I also have a certain didacticism in relation to osteopathic coaching of parents and patients. It is usually not that I give advice, but rather that I listen attentively, take an interest. Other times I make them curious about certain behaviours of the child or explain mechanisms of action that are important for understanding, so that out of this understanding, the parents or patients often make suggestions themselves about how they could do it better. And I answer their questions, affirm or encourage them to try it out.

Sometimes I also give them practical advice, for example on diet, and explain why it might be helpful to do it this way.

CL: What skills should an osteopath have to treat children?

TL: Here the answer could be very profound and complex. Ultimately, a differentiated answer to this question would be to discuss, for example, the curriculum of paediatric osteopathy at the Osteopathie Schule Deutschland, which I developed. 

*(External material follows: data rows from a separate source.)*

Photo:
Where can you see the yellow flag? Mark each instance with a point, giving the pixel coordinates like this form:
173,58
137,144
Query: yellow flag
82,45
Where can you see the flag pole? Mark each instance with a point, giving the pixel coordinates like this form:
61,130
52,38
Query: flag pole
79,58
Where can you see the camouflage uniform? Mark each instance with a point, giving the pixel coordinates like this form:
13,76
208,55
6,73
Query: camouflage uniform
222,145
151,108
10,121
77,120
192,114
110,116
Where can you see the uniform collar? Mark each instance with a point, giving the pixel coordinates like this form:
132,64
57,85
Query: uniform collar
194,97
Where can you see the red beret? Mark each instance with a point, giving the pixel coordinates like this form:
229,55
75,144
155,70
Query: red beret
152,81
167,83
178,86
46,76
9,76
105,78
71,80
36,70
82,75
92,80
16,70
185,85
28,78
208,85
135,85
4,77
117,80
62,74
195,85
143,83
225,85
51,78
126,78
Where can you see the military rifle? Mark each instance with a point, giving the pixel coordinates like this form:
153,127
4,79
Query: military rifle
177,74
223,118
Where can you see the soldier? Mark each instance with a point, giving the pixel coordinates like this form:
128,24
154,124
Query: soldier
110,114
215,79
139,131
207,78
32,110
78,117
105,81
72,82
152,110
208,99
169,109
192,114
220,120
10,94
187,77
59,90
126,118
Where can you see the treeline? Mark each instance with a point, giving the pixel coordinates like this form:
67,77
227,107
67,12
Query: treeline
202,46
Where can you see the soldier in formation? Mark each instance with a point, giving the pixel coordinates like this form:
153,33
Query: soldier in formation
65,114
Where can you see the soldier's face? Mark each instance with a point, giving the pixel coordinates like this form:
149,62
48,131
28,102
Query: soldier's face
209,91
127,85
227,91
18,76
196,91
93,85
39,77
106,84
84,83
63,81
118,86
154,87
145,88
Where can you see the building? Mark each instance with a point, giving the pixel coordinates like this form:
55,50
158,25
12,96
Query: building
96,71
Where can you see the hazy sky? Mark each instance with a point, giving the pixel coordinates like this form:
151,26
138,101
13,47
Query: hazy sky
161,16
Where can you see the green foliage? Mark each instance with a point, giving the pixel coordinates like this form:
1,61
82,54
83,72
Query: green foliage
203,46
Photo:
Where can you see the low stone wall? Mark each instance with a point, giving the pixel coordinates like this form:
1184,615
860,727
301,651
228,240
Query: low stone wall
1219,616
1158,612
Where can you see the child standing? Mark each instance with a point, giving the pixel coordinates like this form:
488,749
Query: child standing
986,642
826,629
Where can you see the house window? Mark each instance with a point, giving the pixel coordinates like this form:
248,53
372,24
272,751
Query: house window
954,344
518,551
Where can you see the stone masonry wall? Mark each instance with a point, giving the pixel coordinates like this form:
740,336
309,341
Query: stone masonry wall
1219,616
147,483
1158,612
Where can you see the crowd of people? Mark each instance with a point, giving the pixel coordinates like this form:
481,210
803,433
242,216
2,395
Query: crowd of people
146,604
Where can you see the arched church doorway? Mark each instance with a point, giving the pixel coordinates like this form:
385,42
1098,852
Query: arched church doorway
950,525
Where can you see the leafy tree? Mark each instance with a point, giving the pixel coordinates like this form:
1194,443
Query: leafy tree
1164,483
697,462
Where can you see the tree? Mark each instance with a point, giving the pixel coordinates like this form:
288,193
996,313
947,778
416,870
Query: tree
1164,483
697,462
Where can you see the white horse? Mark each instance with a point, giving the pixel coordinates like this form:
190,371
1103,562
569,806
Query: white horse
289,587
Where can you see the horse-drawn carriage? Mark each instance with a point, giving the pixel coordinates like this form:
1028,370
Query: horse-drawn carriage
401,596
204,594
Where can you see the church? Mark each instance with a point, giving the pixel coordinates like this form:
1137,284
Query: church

An abbreviated answer could be exemplary: Many changes take place in childhood, for example the sensorimotor, musculoskeletal, metabolic, immunitary, gastroenterological, cognitive, limbic and psychological development of the child and associated time windows such as ossification times, reflex detachments. Accordingly, the diagnostic procedures are different in children than in adults. In addition, certain clinical pictures occur in childhood with specific epidemiological factors and risk factors that need to be known. Likewise, mechanisms of action, some of which differ in childhood from other age groups. The treatment of children also differs in part significantly from that of adults, for example in disorders of the oral function. The techniques used are also different for children. And last but not least, working in networks with children needs to be known and practised.